Savona, per la Cardiologia del San Paolo un progetto di collaborazione con il San Raffaele di Milano

Un piano che potenzia l’Elettrofisiologia dell’ospedale savonese per le ablazioni in situazioni molto complesse; alla Cardiologia, nel 2025, previsti oltre 1.300 interventi e quasi 14mila prestazioni ambulatoriali

Savona, per la Cardiologia del San Paolo un progetto di collaborazione con il San Raffaele di Milano

Durerà fino al 2027 il progetto che vede coinvolti i medici della Cardiologia del San Paolo, guidata da Pietro Bellone, e che aiuterà agli specialisti del nosocomio savonese di migliorare le tecniche di ablazione di aritmie ventricolari particolarmente complesse.

Il progetto, che durerà fino al 2027, è in collaborazione con il professor Paolo Della Bella, cardiologo e direttore del Dipartimento di Elettrofisiologia Cardiaca e Aritmologia dell’IRCCS Ospedale San Raffaele di Milano, specializzato in procedure di ablazione cardiaca per le aritmie, dove gli specialisti del nosocomio savonese perfezionano le tecniche di ablazione.

Vi ha già preso parte il dottor Stefano Cornara della Cardiologia del San Paolo e, successivamente, vi prenderanno parte altri professionisti, tra cui Francesco Pentimalli, responsabile della SS Elettrofisiologia Cardiaca, e Matteo Astuti.

Per tipologia e numeri di ablazioni la Cardiologia del San Paolo è il primo centro in Liguria, oltre a essere abilitata a tutti i tipi di attività: emodinamica, Utic ed elettrofisiologia.

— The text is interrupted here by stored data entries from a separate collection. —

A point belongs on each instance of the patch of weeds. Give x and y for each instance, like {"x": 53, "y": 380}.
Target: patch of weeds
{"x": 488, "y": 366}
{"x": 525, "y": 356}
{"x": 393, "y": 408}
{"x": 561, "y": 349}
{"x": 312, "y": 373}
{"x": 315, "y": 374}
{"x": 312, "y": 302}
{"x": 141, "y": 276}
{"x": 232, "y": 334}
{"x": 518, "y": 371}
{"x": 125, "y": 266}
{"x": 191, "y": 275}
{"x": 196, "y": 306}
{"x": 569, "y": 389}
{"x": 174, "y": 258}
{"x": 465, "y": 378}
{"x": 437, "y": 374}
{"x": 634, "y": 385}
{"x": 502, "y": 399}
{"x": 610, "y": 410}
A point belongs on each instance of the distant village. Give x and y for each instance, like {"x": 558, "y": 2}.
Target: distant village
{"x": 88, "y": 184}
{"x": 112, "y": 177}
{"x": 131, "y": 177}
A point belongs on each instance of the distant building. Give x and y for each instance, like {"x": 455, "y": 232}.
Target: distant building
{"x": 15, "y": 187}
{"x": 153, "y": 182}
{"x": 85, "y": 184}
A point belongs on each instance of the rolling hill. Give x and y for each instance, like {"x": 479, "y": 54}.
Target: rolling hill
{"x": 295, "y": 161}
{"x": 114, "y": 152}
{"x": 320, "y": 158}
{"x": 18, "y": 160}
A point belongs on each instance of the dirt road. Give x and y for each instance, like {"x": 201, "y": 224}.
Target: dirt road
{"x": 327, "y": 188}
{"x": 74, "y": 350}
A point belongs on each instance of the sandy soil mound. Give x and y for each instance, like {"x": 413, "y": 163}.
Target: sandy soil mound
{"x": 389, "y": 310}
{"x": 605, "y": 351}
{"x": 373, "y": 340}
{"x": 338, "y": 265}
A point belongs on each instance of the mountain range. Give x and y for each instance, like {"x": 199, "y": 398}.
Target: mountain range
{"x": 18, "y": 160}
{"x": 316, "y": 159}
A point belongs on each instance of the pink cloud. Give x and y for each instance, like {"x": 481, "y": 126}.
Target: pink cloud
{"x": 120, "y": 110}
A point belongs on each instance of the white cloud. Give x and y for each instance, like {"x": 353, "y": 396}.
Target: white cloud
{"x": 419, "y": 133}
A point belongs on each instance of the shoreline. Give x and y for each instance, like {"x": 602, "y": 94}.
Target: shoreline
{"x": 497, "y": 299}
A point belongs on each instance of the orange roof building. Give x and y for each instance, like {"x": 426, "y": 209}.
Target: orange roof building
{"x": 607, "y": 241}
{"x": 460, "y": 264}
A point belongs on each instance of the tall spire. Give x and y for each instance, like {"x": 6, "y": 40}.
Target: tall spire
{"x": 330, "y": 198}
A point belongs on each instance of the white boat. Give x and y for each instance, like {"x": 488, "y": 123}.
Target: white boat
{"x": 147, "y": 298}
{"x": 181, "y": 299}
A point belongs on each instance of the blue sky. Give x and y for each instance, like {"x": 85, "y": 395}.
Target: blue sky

Inoltre è nella rete formativa dell’Università di Genova e attualmente ha tre specializzandi.

«Alla Cardiologia di Savona non stiamo soffrendo come personale – spiega Pietro Bellone, direttore della Struttura complessa – perché abbiamo tutti i medici e c’è richiesta da parte di giovani, molti da fuori regione, che vogliono venire nel nostro reparto. Abbiamo costruito una bella squadra con sei medici che vengono da fuori. Soffriamo però il fatto di avere un reparto troppo piccolo per i pazienti. Abbiamo 14 posti letto più 2 in day hospital, ma ne servirebbero 18. Inoltre avremmo bisogno di attrezzature nuove, purtroppo costose, che permetterebbero di ridurre i tempi per l’esecuzione degli esami».

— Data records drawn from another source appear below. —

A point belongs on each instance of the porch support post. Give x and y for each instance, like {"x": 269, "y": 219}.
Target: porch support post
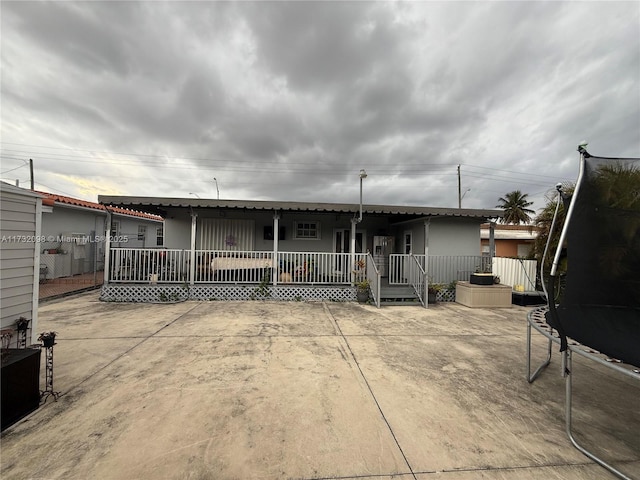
{"x": 107, "y": 248}
{"x": 354, "y": 222}
{"x": 192, "y": 253}
{"x": 427, "y": 224}
{"x": 276, "y": 237}
{"x": 492, "y": 242}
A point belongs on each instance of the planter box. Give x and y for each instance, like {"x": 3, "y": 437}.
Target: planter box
{"x": 20, "y": 384}
{"x": 483, "y": 296}
{"x": 481, "y": 279}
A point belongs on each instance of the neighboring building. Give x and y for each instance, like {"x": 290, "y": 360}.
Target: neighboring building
{"x": 74, "y": 233}
{"x": 19, "y": 258}
{"x": 510, "y": 240}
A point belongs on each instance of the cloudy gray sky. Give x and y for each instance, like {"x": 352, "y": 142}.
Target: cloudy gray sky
{"x": 289, "y": 100}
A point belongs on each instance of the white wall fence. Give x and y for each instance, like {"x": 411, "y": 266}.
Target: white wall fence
{"x": 132, "y": 265}
{"x": 440, "y": 269}
{"x": 514, "y": 272}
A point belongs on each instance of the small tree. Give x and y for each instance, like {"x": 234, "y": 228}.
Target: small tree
{"x": 515, "y": 208}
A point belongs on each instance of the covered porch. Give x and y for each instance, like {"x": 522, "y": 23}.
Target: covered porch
{"x": 224, "y": 249}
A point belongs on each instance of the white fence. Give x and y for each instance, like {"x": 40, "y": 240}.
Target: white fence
{"x": 514, "y": 272}
{"x": 440, "y": 269}
{"x": 140, "y": 265}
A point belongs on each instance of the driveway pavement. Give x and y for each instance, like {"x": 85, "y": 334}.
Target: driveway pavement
{"x": 266, "y": 390}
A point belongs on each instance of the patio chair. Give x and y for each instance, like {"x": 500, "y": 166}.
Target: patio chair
{"x": 597, "y": 312}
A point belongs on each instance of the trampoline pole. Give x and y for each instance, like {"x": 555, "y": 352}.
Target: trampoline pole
{"x": 567, "y": 372}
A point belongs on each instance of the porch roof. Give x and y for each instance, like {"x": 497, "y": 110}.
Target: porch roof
{"x": 158, "y": 205}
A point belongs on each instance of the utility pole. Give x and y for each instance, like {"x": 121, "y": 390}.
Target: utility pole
{"x": 459, "y": 190}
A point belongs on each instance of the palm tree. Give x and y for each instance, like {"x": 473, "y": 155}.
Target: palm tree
{"x": 515, "y": 208}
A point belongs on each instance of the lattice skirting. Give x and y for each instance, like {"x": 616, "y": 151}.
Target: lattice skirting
{"x": 178, "y": 293}
{"x": 446, "y": 295}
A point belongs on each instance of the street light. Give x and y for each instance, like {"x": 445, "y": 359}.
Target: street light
{"x": 363, "y": 174}
{"x": 217, "y": 190}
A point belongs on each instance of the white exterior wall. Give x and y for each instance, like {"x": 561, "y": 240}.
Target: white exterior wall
{"x": 129, "y": 229}
{"x": 448, "y": 236}
{"x": 19, "y": 259}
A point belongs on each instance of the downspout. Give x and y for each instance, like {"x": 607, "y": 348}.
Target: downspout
{"x": 192, "y": 253}
{"x": 354, "y": 222}
{"x": 276, "y": 237}
{"x": 492, "y": 242}
{"x": 427, "y": 225}
{"x": 107, "y": 247}
{"x": 36, "y": 273}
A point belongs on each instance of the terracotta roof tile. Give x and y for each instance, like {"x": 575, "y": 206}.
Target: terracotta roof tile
{"x": 50, "y": 198}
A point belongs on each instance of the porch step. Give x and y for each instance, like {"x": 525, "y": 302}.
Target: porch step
{"x": 398, "y": 295}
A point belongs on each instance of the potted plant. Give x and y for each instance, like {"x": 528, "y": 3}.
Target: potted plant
{"x": 362, "y": 290}
{"x": 48, "y": 339}
{"x": 22, "y": 324}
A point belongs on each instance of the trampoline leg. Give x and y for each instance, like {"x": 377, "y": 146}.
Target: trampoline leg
{"x": 566, "y": 357}
{"x": 531, "y": 377}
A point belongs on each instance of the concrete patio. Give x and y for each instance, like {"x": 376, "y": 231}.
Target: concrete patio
{"x": 266, "y": 390}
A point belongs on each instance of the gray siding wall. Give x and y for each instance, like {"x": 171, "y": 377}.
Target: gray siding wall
{"x": 448, "y": 236}
{"x": 18, "y": 217}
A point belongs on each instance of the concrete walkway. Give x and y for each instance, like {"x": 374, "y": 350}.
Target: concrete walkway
{"x": 265, "y": 390}
{"x": 61, "y": 287}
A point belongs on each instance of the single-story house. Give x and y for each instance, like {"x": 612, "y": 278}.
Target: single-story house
{"x": 215, "y": 248}
{"x": 74, "y": 234}
{"x": 20, "y": 228}
{"x": 510, "y": 240}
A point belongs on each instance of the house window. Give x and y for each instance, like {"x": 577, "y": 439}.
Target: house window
{"x": 159, "y": 236}
{"x": 307, "y": 230}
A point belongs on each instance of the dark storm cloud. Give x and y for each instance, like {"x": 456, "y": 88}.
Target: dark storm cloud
{"x": 288, "y": 100}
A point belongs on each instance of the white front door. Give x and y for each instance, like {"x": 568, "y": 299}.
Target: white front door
{"x": 342, "y": 244}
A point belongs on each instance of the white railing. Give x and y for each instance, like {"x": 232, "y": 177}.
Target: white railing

I numeri degli interventi e delle prestazioni ambulatoriali, tra l’altro, sono in costante crescita. Nella Struttura complessa di Cardiologia e Utic Levante, nel 2024 i ricoveri sono stati 1.282 e nel 2025, secondo le proiezioni, saranno 1.312. I day hospital passano da 157 nel 2024 a 231 (sempre in base alle proiezioni). Le prestazioni ambulatoriali sono 12.800 nel 2024 e ne sono previste 13.800 nel 2025.